"God is not an artist": the ambiguity of the third-person in Jean-Paul Sartre’s theory of the novel and philosophy of mindDr Pierre-Jean Renaudie
221 Burwood Hwy
- School of Humanities and Social Sciences
In 1939, Sartre writes a critical essay on François Mauriac’s novel La fin de la nuit in which he develops an interesting theory of the literary use of the first and third person pronouns that stigmatises the ambiguities resulting from Mauriac’s use of the third person. This important text puts forward an original conception of literary realism that argues against the omniscience of the narrator for the sake of a faithful account of the experience of freedom and description of conscious life. The purpose of this paper is to interrogate the philosophical roots of Sartre’s theory of the use of the third-person in literature, and to understand why the opacity of selfconsciousness, even though compromising self-knowledge, is not only ineluctable but necessary to human freedom. I will argue that this connection between Sartre’s philosophical claims and his theory of the novel does not only justify his literary options, but sheds some interesting light on his philosophy of mind.

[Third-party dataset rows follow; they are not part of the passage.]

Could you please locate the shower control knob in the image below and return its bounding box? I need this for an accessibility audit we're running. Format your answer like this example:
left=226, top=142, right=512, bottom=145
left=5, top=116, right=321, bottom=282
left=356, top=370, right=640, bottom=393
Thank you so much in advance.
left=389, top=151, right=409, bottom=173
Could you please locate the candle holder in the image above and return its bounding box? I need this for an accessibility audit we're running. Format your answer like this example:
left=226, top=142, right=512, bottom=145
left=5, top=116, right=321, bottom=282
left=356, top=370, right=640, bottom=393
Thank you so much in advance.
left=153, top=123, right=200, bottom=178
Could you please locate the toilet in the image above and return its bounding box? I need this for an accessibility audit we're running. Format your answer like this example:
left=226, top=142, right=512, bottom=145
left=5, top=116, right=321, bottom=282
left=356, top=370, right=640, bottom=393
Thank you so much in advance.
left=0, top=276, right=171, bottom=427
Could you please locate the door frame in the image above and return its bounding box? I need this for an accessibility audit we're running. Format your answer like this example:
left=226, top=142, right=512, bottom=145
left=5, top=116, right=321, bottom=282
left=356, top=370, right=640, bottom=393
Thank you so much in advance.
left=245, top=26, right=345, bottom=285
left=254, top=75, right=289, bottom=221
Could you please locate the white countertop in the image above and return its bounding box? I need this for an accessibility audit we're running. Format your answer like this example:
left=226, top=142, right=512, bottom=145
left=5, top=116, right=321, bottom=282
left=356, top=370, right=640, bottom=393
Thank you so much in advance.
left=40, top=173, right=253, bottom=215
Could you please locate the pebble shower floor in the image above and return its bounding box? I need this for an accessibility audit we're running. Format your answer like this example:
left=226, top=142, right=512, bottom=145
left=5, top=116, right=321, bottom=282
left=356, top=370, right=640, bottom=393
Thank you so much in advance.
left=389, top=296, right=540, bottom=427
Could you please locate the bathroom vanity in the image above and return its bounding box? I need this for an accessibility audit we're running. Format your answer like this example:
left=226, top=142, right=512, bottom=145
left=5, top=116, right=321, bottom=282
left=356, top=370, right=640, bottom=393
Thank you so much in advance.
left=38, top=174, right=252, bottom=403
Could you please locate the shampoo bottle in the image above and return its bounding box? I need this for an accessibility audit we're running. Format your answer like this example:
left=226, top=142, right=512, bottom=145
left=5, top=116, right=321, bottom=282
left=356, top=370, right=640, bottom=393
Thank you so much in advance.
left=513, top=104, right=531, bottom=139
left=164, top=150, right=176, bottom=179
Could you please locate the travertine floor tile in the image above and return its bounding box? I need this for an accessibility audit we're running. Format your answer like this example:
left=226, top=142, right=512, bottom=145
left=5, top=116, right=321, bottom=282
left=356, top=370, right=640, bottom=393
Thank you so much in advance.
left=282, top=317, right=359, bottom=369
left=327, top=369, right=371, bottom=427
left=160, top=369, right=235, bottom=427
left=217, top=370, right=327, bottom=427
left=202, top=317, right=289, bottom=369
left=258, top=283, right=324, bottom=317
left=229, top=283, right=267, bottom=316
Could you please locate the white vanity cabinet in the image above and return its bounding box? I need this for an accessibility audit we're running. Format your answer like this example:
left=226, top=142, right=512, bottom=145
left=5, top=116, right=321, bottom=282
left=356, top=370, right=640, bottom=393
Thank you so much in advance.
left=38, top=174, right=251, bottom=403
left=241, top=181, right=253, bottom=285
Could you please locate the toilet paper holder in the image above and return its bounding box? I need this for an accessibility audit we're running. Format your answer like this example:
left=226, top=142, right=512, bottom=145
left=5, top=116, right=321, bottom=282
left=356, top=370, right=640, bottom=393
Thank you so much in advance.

Pierre-Jean Renaudie defended a PhD devoted to the relations between language and perception in Edmund Husserl’s phenomenology at the University Paris-Sorbonne (France). He is currently an FCT post-doctoral research Fellow at the University of Porto (Portugal), where he is developing a research project on self-knowledge in collaboration with the Mind Language and Action Group (MLAG), and an adjunct fellow at the University of Western Sydney (Australia).